The sale of VocaLink follows the market review of the UK’s Payment Systems Regulator (PSR), published in early 2016, which advised the banks to shed their stakes in the company to “help increase innovation and competition”in the UK’s payments space.

Based in London, VocaLink operates key payments technology platforms on behalf of UK payment schemes, including BACS, Faster Payments and LINK – the UK’s ATM network. It processes over 90% of salaries, more than 70% of household bills and almost all state benefits.

Upon closing of the transaction, David Yates, CEO of VocaLink, will join the MasterCard management committee.

Barclays, HSBC, Lloyds Banking Group and Royal Bank of Scotland (RBS), which currently own about 80% of VocaLink, will receive a handy windfall.

Barclays Plc, one of VocaLink’s five largest shareholders, said in a separate statement that it sold the majority of its stake to Mastercard for 104 million pounds. The U.K.-based bank will be left with a 1.5 percent share, according to the statement.

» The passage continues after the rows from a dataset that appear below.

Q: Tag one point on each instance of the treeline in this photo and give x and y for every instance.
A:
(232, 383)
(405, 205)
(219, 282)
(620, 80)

The deal, Mastercard’s biggest since the company went public in 2006, is subject to approval by European Union and U.K. regulators, Hund-Mejean said. The European Commission will be the first to review the deal, and the group has the ability to forward it to other agencies for their blessing.

The U.K.’s vote in June to leave the E.U. had “absolutely no impact” on the negotiations, which had been going on for months, Yates said during a call with analysts. Brexit also shouldn’t affect VocaLink’s core business in the region, he said.